A la barre, le petit homme voûté ne se démonte pas. «Vous seriez d'accord pour coucher sur le trottoir ce soir?, interroge-t-il d'une voix douce. Il y a une nécessité de mettre à l'abri des gens qui dorment dehors. Humainement, ça ne se discute pas.»

L'hébergement, un droit fondamental

En première instance, le prêtre avait été relaxé. Le tribunal avait estimé dans son jugement qu'il «avait fait ce que l'Etat aurait dû faire», rappelant que «le droit à l'hébergement est un droit fondamental».

«On a affirmé que les conditions d'hygiène et de sécurité n'étaient pas suffisantes, raconte l'ecclésiastique. J'ai fait tout ce que l'on m'a demandé. On a changé les détecteurs de fumée. On a rajouté des extincteurs supplémentaires. On a construit un endroit pour se laver. Mais à chaque fois, on m'a répondu que ce n'était pas suffisant».

«La rue peut tuer»

«On a cherché des infractions contre le Père Riffard, s'emporte Chantal Jullien, son avocate. On veut le présenter sous un jour qui n'est pas le sien. Au départ, on l'a accusé d'être complice de fabrication de faux documents. Il n'y a pas de discussion possible sur son honnêteté.»

Appelé à témoigner en faveur de l'accusé, Paul Bouchet, «90 ans passés», ex-bâtonnier de Lyon, ex-conseiller d'Etat et président d'ATD Quart-Monde, élève la voix . «La rue peut tuer. Aujourd'hui, il y a une insuffisance des réponses aux besoins croissants d'hébergement d'urgence. Le 115 ne satisfait pas la moitié des demandes.» Et de poursuivre d'une voix parfois éraillée mais déterminée : «Cet homme incarne la solidarité. Il ne faut pas en faire un coupable mais un exemple».

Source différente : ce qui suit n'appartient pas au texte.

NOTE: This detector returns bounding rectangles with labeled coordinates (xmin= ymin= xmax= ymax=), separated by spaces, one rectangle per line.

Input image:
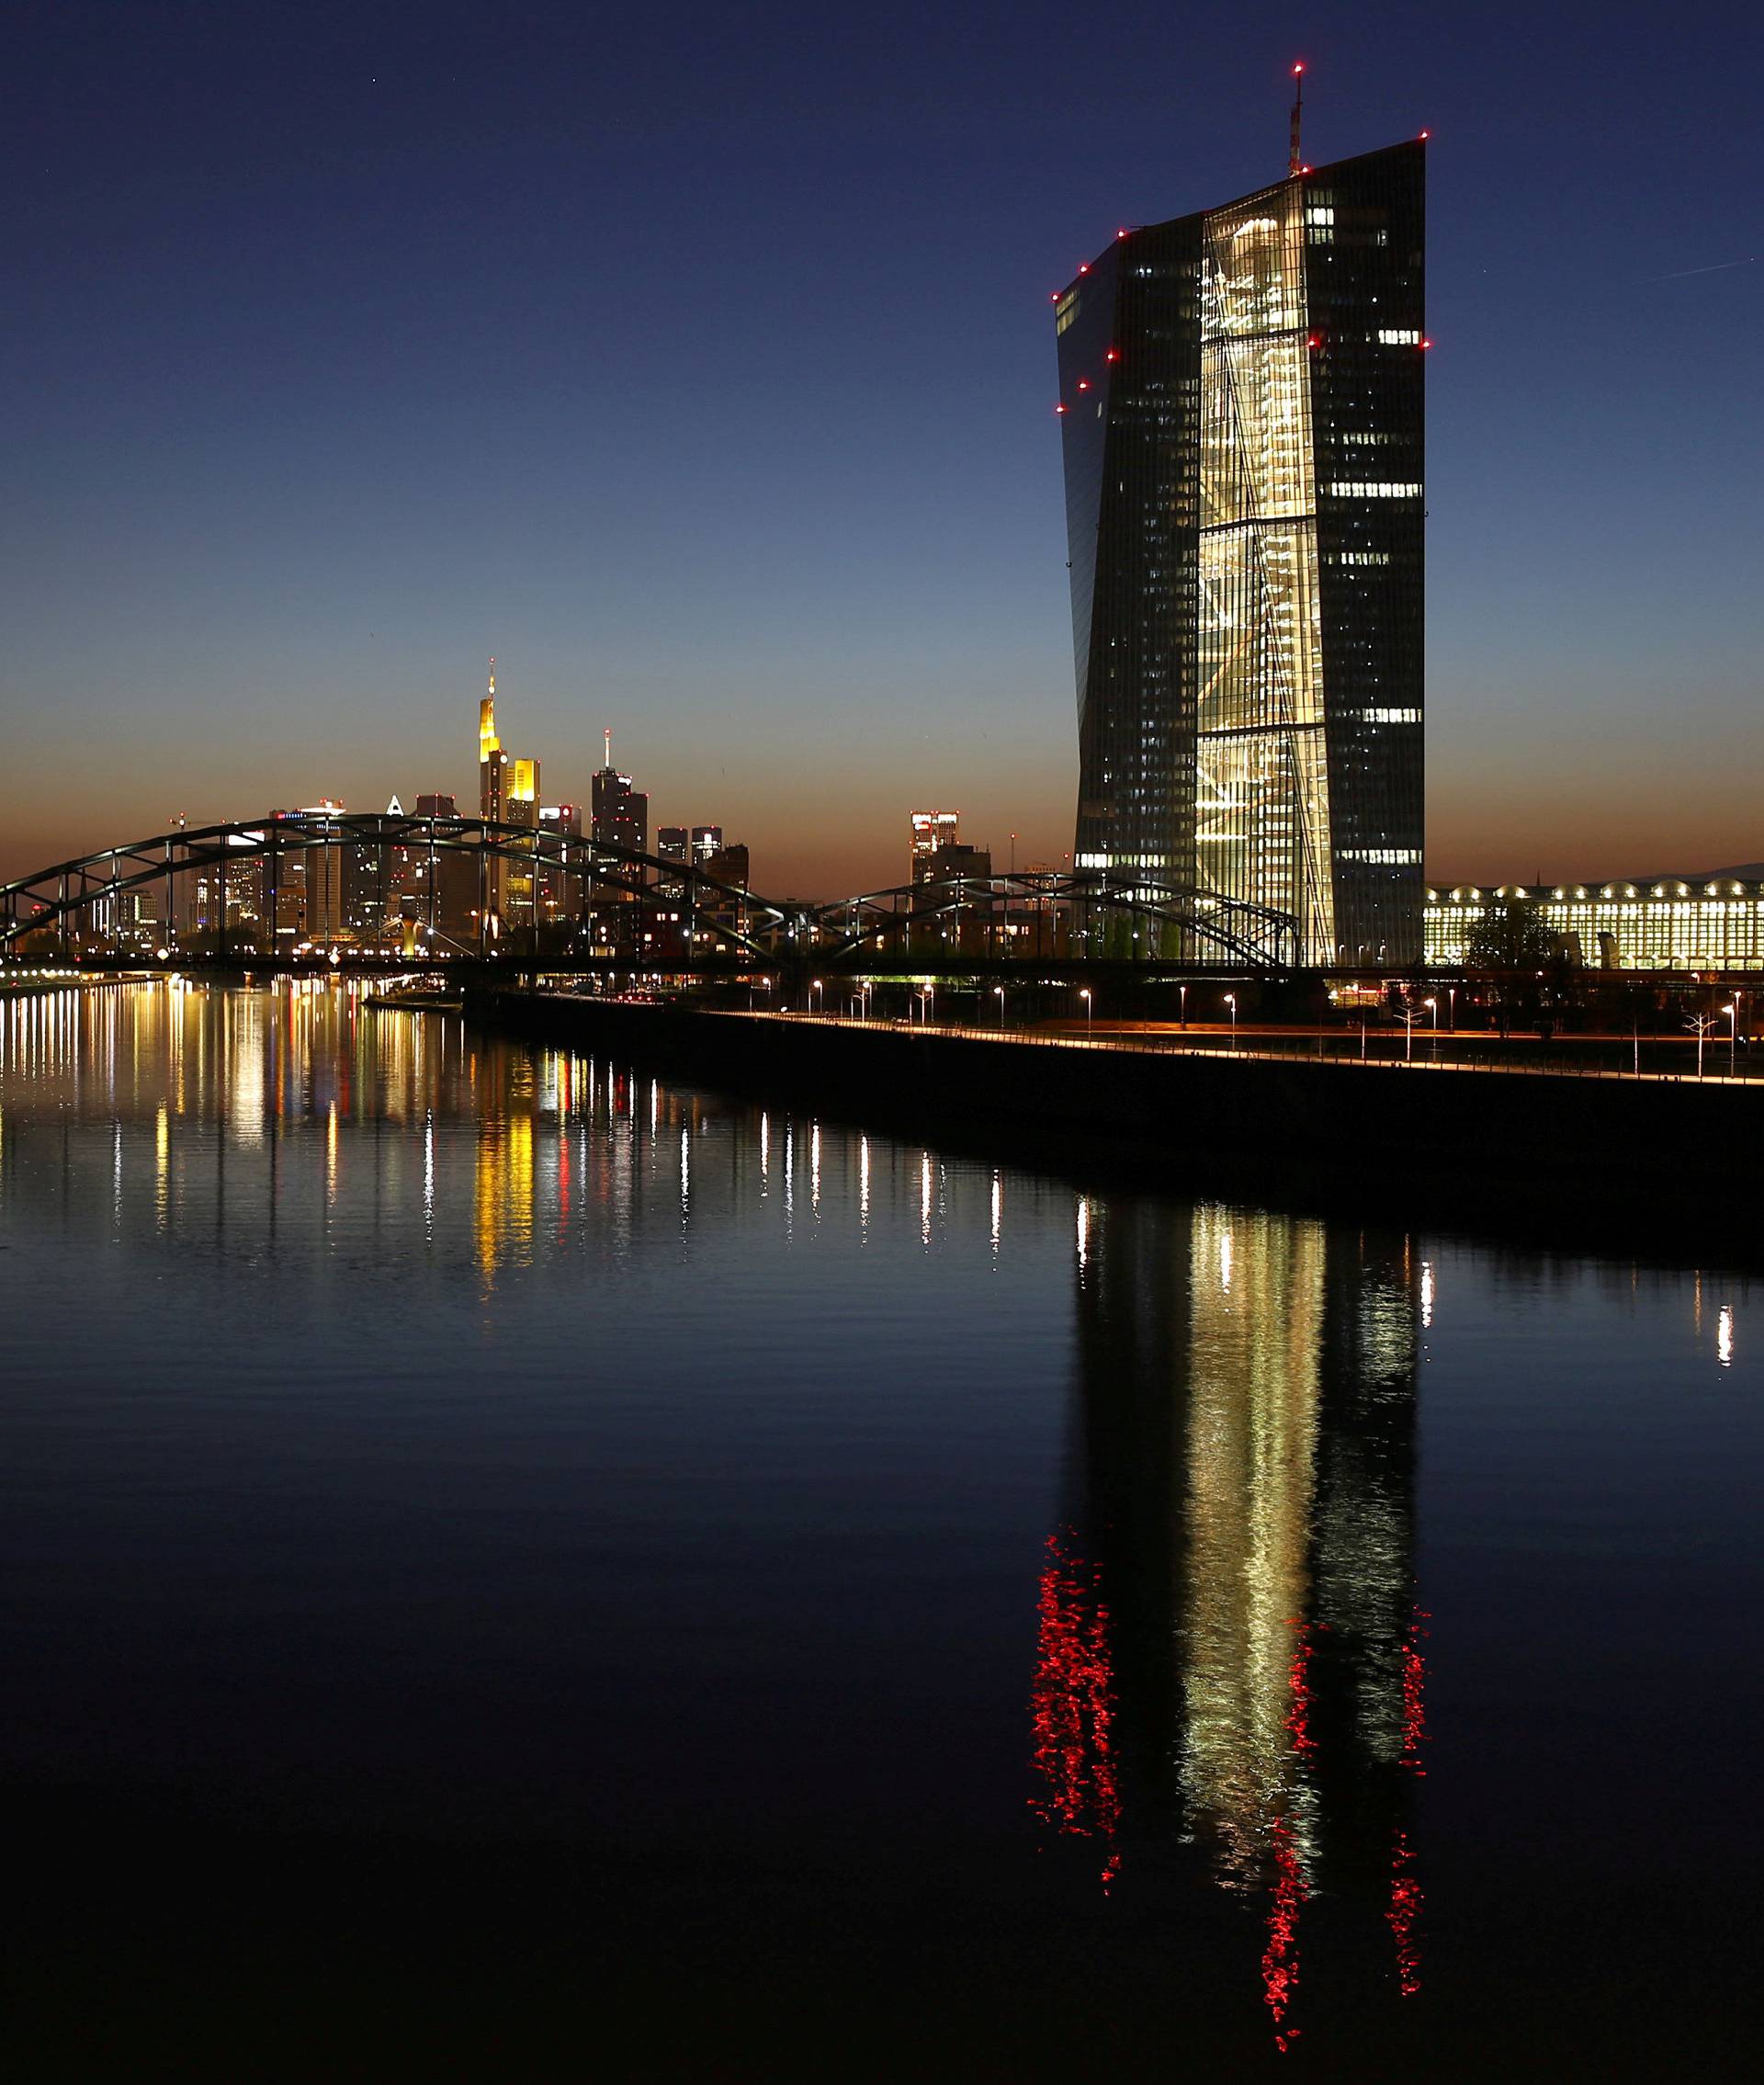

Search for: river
xmin=1 ymin=980 xmax=1756 ymax=2075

«L'enfer est pavé de bonnes intentions»

Un plaidoyer qui n'a guère convaincu l'avocat général. Décrivant un homme «éminemment respectable», Denis Vanbremmersch a requis à l'encontre de Gérard Riffard, une amende de 5 euros par jour d'hébergement. Soit dix fois moins qu'en première instance.

«Il n'est pas un délinquant mais un contrevenant. Il transgresse la loi en connaissance de cause», reproche le magistrat, qualifiant l'homme d'Eglise d' «électron libre». «L'enfer est pavé de bonnes intentions. Il faut aujourd'hui savoir se caler sur les règles sociales».

«Il faut que ce procès soit une chance de faire entendre la réalité et de se donner les moyens de changer les choses positivement», conclut le prêtre avant de quitter la salle d'audience. La décision sera rendue le 27 janvier.